# Congratulations Msaddicted our March photo contest winner!!!



## RustyBrown (May 29, 2004)

All I can say is what a wonderful image and a terrific photo opportunity. Great Job!!! How about that lighting? Names have been added to all the images from last month.


----------



## RustyBrown (May 29, 2004)

*Congrats to Dixie Lee as well*

For our runner-up image. These two were separate from the pack with a 5 way tie for third.


----------



## Gator_Nutz (Sep 27, 2006)

Congratulations on a job well done. I liked the photo a lot (so did my wife) and it is a well deserved win.


----------



## richg99 (Aug 21, 2004)

Great job, it fit the contest requirements to a T. rich


----------



## Dorado-Mahi (May 23, 2004)

A big CONGRATS MsAddicted!
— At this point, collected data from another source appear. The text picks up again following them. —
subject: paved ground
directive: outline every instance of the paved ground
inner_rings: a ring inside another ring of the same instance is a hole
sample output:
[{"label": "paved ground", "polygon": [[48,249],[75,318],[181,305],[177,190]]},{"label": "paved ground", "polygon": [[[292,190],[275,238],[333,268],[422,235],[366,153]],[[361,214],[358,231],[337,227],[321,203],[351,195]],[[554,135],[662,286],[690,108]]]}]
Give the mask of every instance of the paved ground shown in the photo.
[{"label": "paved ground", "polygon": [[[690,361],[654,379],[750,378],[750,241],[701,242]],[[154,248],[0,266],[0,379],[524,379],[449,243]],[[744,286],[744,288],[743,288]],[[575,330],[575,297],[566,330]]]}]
Well deserved.


----------



## chicapesca (Jun 7, 2004)

Congratulatons MsAddicted! It was one of my favs, it is just beautiful! :dance:
Dixie Lee, congrats to you too! Very nice shot!:smile:


----------



## Charles Helm (Oct 22, 2004)

Congratulations!


----------



## MsAddicted (Jan 25, 2005)

Wow!!! And to think I nearly forgot to enter at all. I threw it in almost literally at the last minute, lol. 

Thanks everybody!

And congrats to Dixie as well, very nice!


----------



## my3peas (Jan 9, 2007)

Congrats! lovely photo!


----------



## PaulB (Jun 23, 2004)

Congrats, very nice indeed.


----------



## FREON (Jun 14, 2005)

congrats a sum green 4 U


----------



## grayfish (Jul 31, 2005)

...


----------



## Koru (Sep 25, 2006)

Congratulations MsAddicted. That's a beautiful photo - very zen like. And awesome work by all contestants. It's sure getting tricky to choose only three photos.
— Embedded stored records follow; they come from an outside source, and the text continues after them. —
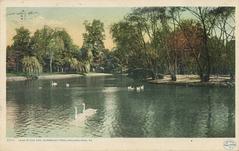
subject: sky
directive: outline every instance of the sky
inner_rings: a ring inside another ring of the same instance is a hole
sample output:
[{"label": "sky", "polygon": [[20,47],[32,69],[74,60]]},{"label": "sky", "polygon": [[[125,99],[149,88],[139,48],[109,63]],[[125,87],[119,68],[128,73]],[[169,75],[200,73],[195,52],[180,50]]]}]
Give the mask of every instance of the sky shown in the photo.
[{"label": "sky", "polygon": [[[110,27],[113,23],[122,20],[131,9],[129,7],[10,7],[7,8],[7,44],[12,44],[12,37],[16,34],[15,29],[20,26],[29,29],[33,34],[44,25],[49,25],[51,27],[65,28],[72,37],[74,44],[81,47],[83,43],[82,34],[85,32],[84,21],[91,22],[93,19],[99,19],[104,23],[105,47],[111,49],[114,44],[110,34]],[[17,13],[23,10],[27,15],[21,19],[21,15]],[[34,13],[28,15],[29,12]]]}]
Thanks Rusty for another month well run.

rosesm


----------



## Slip (Jul 25, 2006)

Congrats MsAddicted. Good work.


----------



## baylvr (Jun 28, 2004)

CONGRATS GIRL!! That's a breathtaking photo!!!


----------



## MsAddicted (Jan 25, 2005)

Why, thank you!

I agree Koru, its hard to choose!


----------



## grayfish (Jul 31, 2005)

One more try. (mispelling in the first one)


----------



## Captain Mike (Nov 20, 2006)

Congratulatons MsAddicted! It was one of my favorites too...great shot


----------



## MsAddicted (Jan 25, 2005)

Grayfish you are too cute!


----------



## RustyBrown (May 29, 2004)

Very nice shot 4 sure


----------



## Shed Hunter (Mar 14, 2006)

*Winner!*

It was one of my favorites also. Really nice shot MsA.
SH


----------